Company set-ups that minimise tax
TH writes: Our software business has created a good product and we are looking at how to exploit it. We are thinking of forming a new company owned by the current company so that it could attract equity investment or be sold off independently of the existing business. Is this a tax-efficient approach?
The right way to structure the new business will depend on its financing requirements, and on what you want to achieve when you sell it, writes Jon Sutcliffe, a partner at Kingston Smith LLP. Given that you are thinking about external investment, and of selling the business independently of your existing company, it will need to be held in a separate entity.
Investors may insist on having Enterprise Investment Scheme (EIS) tax status before they put in their money. In this case you will need a company that is not 50% owned or controlled by your existing company.
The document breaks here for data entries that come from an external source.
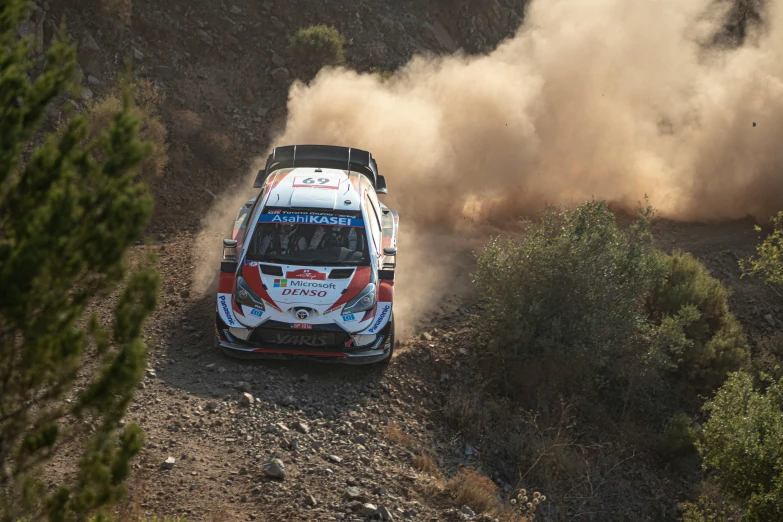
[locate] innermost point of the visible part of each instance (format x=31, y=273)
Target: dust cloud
x=614, y=99
x=608, y=98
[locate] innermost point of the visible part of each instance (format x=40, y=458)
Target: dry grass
x=395, y=435
x=425, y=463
x=474, y=490
x=464, y=411
x=186, y=124
x=471, y=488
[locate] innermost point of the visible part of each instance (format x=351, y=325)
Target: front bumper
x=325, y=344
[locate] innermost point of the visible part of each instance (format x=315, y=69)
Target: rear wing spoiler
x=324, y=156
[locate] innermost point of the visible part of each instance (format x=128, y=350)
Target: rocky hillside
x=224, y=68
x=231, y=440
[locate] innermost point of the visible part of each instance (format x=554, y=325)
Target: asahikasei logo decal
x=226, y=311
x=380, y=318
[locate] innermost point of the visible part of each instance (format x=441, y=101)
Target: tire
x=386, y=360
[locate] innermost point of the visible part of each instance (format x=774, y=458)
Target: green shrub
x=317, y=46
x=571, y=289
x=768, y=261
x=743, y=442
x=714, y=341
x=580, y=299
x=69, y=212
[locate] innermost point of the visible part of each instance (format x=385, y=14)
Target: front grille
x=300, y=339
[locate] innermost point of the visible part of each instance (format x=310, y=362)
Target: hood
x=324, y=289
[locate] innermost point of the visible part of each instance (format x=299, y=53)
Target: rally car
x=309, y=269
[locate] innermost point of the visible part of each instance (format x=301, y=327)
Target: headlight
x=245, y=295
x=364, y=301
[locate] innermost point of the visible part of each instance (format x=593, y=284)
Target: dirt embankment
x=557, y=99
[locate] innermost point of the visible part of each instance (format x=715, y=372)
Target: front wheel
x=389, y=342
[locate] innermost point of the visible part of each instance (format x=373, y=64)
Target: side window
x=375, y=228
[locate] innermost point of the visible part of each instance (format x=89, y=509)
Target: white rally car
x=309, y=269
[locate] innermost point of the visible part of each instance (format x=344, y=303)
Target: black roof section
x=323, y=156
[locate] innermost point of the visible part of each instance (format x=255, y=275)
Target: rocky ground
x=234, y=440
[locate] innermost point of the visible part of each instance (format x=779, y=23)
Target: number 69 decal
x=308, y=181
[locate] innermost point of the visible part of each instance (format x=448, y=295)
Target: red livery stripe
x=226, y=283
x=386, y=291
x=252, y=275
x=361, y=278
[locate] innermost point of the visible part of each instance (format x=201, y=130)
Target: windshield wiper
x=270, y=259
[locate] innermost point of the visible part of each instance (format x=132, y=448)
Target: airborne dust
x=613, y=99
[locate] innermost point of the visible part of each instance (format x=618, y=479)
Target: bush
x=317, y=46
x=768, y=261
x=743, y=442
x=472, y=489
x=571, y=290
x=69, y=211
x=148, y=99
x=579, y=300
x=714, y=341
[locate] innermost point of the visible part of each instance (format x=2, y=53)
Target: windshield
x=309, y=238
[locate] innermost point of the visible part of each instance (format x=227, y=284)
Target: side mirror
x=230, y=244
x=380, y=186
x=260, y=177
x=386, y=275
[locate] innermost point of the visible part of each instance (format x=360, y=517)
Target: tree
x=69, y=211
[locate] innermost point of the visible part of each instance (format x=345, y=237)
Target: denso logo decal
x=226, y=311
x=306, y=273
x=381, y=317
x=300, y=340
x=298, y=283
x=309, y=293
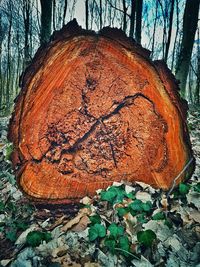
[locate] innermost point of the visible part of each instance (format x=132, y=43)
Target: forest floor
x=126, y=225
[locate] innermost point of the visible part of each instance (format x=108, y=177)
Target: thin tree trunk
x=46, y=18
x=190, y=20
x=26, y=14
x=175, y=41
x=170, y=30
x=86, y=14
x=138, y=28
x=8, y=76
x=197, y=89
x=124, y=15
x=100, y=14
x=132, y=19
x=54, y=15
x=154, y=30
x=64, y=12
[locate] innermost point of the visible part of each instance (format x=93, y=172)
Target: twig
x=176, y=178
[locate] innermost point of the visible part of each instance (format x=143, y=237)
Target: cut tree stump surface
x=95, y=109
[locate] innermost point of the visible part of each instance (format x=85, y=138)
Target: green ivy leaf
x=147, y=206
x=122, y=211
x=115, y=194
x=197, y=187
x=124, y=243
x=2, y=206
x=21, y=225
x=130, y=195
x=95, y=219
x=136, y=205
x=47, y=237
x=115, y=231
x=96, y=230
x=12, y=235
x=168, y=223
x=146, y=237
x=158, y=216
x=108, y=196
x=141, y=218
x=183, y=188
x=35, y=238
x=110, y=243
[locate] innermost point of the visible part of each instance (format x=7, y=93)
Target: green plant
x=35, y=238
x=97, y=230
x=115, y=194
x=146, y=237
x=183, y=188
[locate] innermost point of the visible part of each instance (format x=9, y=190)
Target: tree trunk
x=170, y=30
x=138, y=26
x=190, y=21
x=132, y=19
x=124, y=15
x=86, y=14
x=64, y=12
x=46, y=19
x=94, y=109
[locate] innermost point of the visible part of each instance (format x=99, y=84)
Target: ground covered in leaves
x=125, y=225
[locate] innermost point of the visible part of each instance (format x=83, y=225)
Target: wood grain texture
x=95, y=109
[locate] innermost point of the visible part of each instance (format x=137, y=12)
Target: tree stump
x=94, y=109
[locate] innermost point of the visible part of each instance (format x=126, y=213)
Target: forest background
x=168, y=28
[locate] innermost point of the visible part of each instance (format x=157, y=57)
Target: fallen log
x=94, y=109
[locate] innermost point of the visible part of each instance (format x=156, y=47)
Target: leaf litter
x=125, y=225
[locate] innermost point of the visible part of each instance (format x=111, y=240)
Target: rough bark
x=190, y=21
x=132, y=19
x=46, y=19
x=138, y=26
x=95, y=109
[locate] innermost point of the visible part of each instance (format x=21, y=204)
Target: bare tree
x=132, y=18
x=139, y=4
x=170, y=30
x=86, y=14
x=190, y=20
x=46, y=19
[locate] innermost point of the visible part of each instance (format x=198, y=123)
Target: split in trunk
x=95, y=109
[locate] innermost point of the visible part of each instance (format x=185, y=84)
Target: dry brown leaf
x=195, y=215
x=91, y=264
x=82, y=212
x=82, y=224
x=143, y=196
x=86, y=200
x=61, y=220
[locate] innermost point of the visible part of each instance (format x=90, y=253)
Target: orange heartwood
x=94, y=109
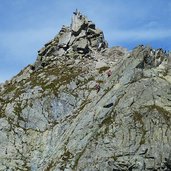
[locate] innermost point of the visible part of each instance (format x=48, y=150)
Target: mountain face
x=84, y=106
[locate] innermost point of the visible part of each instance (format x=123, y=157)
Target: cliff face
x=83, y=106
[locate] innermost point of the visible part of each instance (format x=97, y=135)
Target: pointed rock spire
x=78, y=40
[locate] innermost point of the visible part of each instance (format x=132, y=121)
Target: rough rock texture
x=52, y=117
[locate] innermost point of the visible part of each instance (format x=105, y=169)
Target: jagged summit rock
x=78, y=40
x=109, y=111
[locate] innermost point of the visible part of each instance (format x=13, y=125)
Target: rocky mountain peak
x=83, y=106
x=78, y=40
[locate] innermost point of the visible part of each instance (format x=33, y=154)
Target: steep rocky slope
x=84, y=106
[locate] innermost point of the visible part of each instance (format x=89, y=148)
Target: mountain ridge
x=84, y=106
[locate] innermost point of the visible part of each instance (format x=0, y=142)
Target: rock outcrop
x=79, y=40
x=65, y=112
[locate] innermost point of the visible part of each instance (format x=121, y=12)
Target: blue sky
x=26, y=25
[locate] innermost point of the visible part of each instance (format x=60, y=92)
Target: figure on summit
x=97, y=87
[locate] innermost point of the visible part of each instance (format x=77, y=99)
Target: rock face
x=54, y=118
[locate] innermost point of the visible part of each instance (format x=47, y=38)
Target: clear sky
x=26, y=25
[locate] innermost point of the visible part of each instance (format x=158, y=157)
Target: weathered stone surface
x=53, y=118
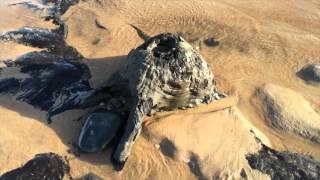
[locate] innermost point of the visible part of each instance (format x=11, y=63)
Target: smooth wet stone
x=8, y=84
x=98, y=131
x=48, y=166
x=284, y=165
x=310, y=73
x=164, y=73
x=211, y=42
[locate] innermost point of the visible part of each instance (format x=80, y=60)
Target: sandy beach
x=262, y=45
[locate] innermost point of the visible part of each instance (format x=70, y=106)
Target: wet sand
x=259, y=42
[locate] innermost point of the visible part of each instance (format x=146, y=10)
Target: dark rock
x=46, y=166
x=284, y=165
x=51, y=82
x=99, y=130
x=144, y=36
x=211, y=42
x=9, y=85
x=90, y=176
x=164, y=73
x=310, y=73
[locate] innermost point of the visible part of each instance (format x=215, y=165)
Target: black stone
x=310, y=73
x=48, y=166
x=284, y=165
x=211, y=42
x=99, y=130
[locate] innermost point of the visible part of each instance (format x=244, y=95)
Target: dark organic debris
x=51, y=79
x=9, y=85
x=284, y=165
x=99, y=130
x=90, y=176
x=310, y=73
x=168, y=74
x=46, y=166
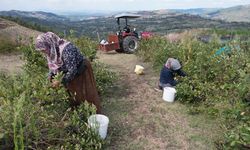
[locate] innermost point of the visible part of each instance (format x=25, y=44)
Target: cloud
x=80, y=5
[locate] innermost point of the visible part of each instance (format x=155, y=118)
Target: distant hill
x=11, y=32
x=197, y=11
x=159, y=22
x=238, y=13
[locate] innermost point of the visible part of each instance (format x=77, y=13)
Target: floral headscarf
x=53, y=45
x=173, y=64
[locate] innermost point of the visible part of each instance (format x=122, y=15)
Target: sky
x=113, y=5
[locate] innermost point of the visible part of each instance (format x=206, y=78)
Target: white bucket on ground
x=139, y=69
x=99, y=123
x=169, y=94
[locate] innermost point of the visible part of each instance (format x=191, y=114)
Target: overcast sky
x=114, y=5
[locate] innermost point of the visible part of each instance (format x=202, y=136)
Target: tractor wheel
x=130, y=44
x=119, y=50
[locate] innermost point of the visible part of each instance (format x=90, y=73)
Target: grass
x=140, y=119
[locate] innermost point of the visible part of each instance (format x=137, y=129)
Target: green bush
x=36, y=116
x=216, y=83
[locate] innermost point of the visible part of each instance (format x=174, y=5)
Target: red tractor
x=126, y=39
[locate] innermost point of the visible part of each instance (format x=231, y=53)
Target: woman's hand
x=55, y=83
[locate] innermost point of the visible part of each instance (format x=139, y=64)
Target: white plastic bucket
x=139, y=69
x=169, y=94
x=99, y=123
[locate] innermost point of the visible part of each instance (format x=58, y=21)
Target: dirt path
x=141, y=120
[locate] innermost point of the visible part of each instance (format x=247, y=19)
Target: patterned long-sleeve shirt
x=72, y=59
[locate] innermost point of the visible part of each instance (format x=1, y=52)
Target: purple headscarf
x=53, y=46
x=173, y=64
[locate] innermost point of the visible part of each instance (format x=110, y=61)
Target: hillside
x=238, y=13
x=159, y=22
x=10, y=31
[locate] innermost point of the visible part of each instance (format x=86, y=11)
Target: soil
x=140, y=119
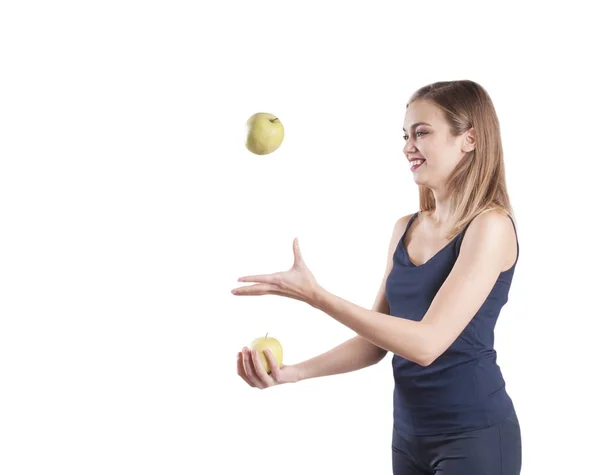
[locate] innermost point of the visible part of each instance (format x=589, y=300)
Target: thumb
x=298, y=259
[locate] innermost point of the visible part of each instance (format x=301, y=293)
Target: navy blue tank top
x=464, y=388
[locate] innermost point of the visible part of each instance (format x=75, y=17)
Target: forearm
x=406, y=338
x=354, y=354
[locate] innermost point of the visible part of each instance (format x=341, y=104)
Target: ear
x=468, y=144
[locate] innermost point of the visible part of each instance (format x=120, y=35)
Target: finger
x=297, y=254
x=249, y=369
x=256, y=289
x=241, y=371
x=264, y=278
x=260, y=370
x=275, y=370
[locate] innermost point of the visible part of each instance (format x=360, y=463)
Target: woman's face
x=428, y=137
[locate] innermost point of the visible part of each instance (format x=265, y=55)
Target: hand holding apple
x=251, y=368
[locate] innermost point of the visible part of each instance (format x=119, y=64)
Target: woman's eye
x=416, y=133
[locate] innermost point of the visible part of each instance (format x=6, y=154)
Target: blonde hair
x=478, y=182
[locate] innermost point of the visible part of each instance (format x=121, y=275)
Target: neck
x=443, y=210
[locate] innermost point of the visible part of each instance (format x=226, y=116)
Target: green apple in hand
x=264, y=133
x=264, y=343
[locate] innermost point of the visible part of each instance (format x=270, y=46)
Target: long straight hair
x=478, y=182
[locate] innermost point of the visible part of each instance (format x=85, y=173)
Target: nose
x=409, y=146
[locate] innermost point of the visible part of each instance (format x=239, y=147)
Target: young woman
x=449, y=271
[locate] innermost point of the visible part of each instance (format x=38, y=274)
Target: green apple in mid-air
x=264, y=133
x=263, y=343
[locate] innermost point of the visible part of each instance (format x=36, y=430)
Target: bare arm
x=356, y=353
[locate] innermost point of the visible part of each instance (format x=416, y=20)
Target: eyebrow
x=416, y=125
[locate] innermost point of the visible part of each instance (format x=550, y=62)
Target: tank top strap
x=461, y=235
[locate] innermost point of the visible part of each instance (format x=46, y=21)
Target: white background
x=129, y=207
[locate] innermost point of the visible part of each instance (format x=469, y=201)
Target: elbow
x=427, y=355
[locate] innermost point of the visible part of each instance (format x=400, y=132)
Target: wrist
x=318, y=296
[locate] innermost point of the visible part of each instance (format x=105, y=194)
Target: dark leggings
x=495, y=450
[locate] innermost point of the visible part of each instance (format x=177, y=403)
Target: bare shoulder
x=492, y=231
x=493, y=221
x=399, y=228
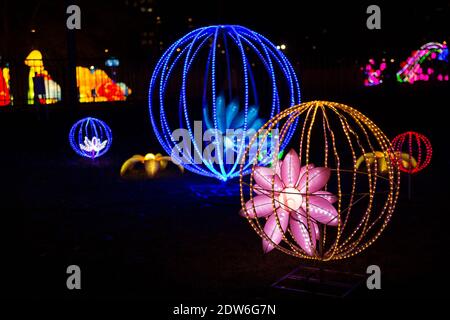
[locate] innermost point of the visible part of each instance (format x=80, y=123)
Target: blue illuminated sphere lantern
x=90, y=137
x=213, y=80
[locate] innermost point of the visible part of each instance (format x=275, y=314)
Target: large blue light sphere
x=90, y=137
x=219, y=78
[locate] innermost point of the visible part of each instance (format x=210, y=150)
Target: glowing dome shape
x=90, y=137
x=227, y=77
x=315, y=203
x=418, y=149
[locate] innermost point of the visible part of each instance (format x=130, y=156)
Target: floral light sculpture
x=315, y=203
x=192, y=75
x=229, y=117
x=418, y=149
x=90, y=137
x=153, y=163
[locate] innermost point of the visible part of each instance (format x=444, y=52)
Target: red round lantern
x=414, y=151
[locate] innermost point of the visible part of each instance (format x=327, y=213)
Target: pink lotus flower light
x=287, y=195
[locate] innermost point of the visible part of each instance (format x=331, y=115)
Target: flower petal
x=273, y=231
x=330, y=197
x=299, y=228
x=322, y=211
x=290, y=170
x=303, y=169
x=263, y=177
x=263, y=207
x=317, y=179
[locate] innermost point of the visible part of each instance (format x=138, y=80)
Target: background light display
x=425, y=64
x=90, y=137
x=226, y=61
x=5, y=96
x=412, y=69
x=94, y=85
x=41, y=86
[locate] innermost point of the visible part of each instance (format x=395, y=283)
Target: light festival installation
x=315, y=203
x=5, y=96
x=417, y=149
x=94, y=85
x=40, y=83
x=224, y=75
x=90, y=137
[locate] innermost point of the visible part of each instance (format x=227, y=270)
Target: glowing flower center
x=290, y=198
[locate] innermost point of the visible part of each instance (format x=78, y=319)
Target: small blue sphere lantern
x=90, y=137
x=214, y=81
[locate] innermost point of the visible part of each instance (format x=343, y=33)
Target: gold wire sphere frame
x=332, y=135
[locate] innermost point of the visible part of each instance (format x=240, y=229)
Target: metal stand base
x=320, y=281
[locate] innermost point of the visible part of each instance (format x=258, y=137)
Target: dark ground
x=163, y=239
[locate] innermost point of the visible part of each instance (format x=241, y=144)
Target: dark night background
x=162, y=239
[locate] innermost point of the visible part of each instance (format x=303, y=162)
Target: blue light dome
x=90, y=137
x=215, y=80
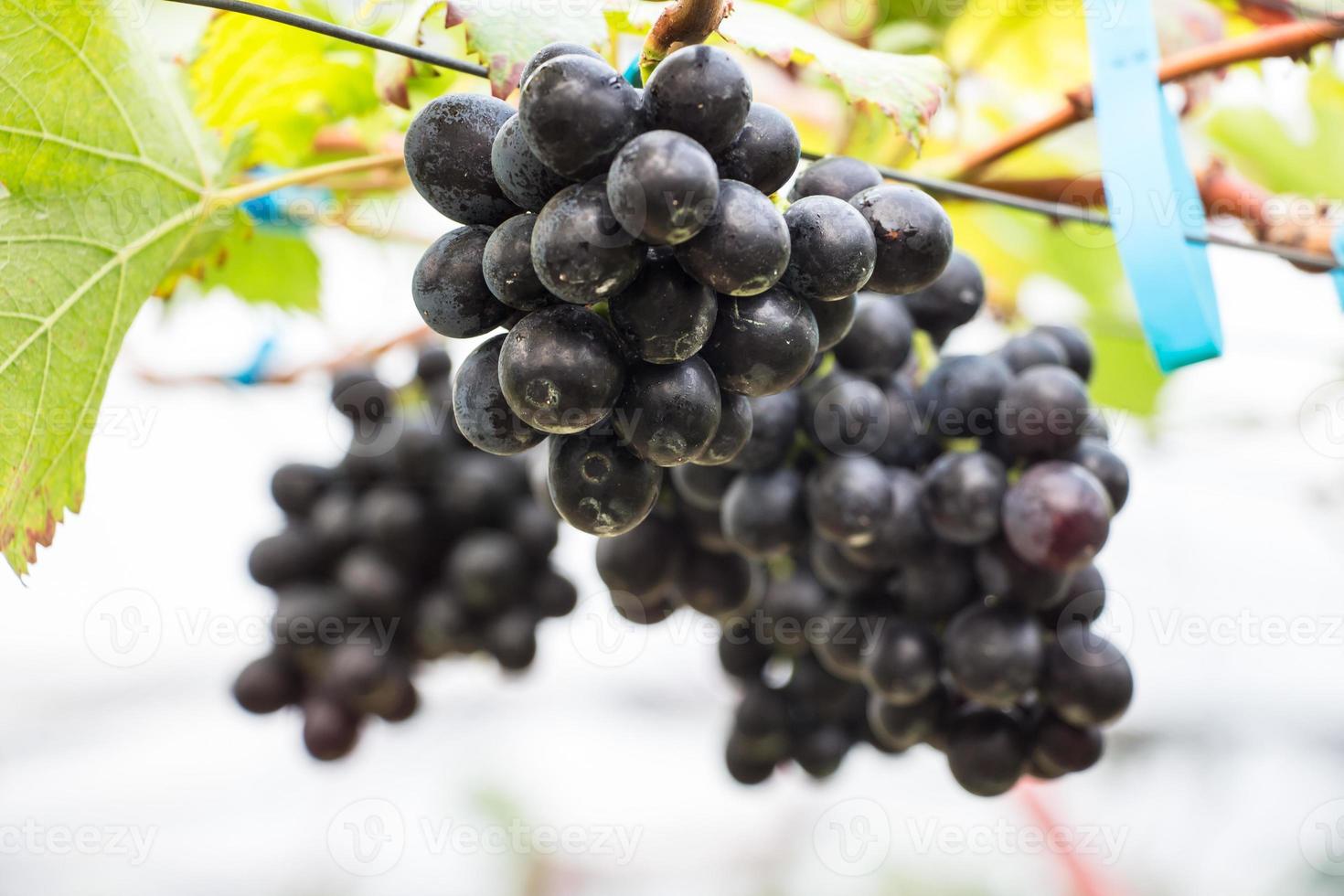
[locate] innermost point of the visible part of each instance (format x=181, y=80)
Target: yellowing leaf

This will also require intellectual property to be transferred to the new company at market value, and will allow you to own shares directly in the new company.
Holding shares in the new company directly brings a big advantage when you come to sell because you will be selling shares and paying capital gains tax at 18% — or even 10% if entrepreneurs’ relief applies. If, on the other hand, the company were to distribute the proceeds to you, you would pay higher rate income tax.
If the investors don’t need EIS relief, and you do not wish to receive the sale proceeds personally, a subsidiary might be a better answer. This is often the case when you want to use the proceeds to fund expansion in your existing business. You may then be able to take advantage of Substantial Shareholders Exemption when the company is sold, rendering the gain exempt from corporation tax.